Mais être strict ne veut pas dire être parfait. Le distributeur regarde les documents légaux et le système d’hygiène, mais il est difficile de faire correspondre parfaitement à chaque instant les textes de description en ligne et la façon réelle de vendre sur place. Au final, même un canal premium reste seulement un dispositif qui aide la confiance, pas un bouclier qui fait tout le jugement final à la place du consommateur.

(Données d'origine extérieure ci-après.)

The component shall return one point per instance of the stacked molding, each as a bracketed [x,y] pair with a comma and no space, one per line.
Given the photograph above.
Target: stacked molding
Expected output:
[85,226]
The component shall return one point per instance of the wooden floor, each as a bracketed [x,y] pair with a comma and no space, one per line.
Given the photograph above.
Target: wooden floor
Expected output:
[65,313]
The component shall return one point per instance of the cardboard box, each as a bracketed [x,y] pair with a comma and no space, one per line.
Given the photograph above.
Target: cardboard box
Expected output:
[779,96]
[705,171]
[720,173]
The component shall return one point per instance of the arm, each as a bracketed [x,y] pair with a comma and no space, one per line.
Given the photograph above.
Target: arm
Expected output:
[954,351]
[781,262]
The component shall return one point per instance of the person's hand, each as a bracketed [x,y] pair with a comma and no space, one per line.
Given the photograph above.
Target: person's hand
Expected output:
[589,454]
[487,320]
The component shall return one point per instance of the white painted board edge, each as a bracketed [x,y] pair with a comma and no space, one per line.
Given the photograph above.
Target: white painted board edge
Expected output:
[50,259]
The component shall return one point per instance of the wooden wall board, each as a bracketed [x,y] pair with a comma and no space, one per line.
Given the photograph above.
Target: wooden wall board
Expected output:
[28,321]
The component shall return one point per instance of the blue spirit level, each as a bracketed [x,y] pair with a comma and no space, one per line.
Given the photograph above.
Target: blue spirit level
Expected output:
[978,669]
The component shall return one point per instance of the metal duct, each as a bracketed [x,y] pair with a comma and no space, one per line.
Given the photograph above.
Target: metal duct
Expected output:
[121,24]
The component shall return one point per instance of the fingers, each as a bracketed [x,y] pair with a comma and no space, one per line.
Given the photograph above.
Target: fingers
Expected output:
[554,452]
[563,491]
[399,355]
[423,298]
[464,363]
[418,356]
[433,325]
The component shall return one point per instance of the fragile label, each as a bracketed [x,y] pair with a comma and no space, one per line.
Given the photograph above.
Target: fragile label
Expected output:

Donc, pour nous, il est plus important d’avoir l’habitude de regarder d’abord quel est le type d’aliment, si l’indication alimentaire est claire, et si les explications de fabrication et de vente correspondent entre elles plutôt que des phrases comme « l’huile de saindoux est à la mode », « c’est vendu dans un grand magasin » ou « c’est un produit premium ». Cette affaire a montré que la sécurité alimentaire commence finalement par la vérification des informations de base, plus que par l’image de marque.

💡Points à vérifier tout de suite par le consommateur

Regardez d’abord le type d’aliment plutôt que le nom du produit. Le point clé, c’est de savoir si c’est une « matière première » ou « alimentaire ».

Si la description de la page détaillée et l’étiquette réelle sont différentes, c’est déjà un signal d’alerte.

Des mots comme « en vente dans un grand magasin » ou « premium » sont seulement des informations de référence, ce n’est pas une garantie de sécurité.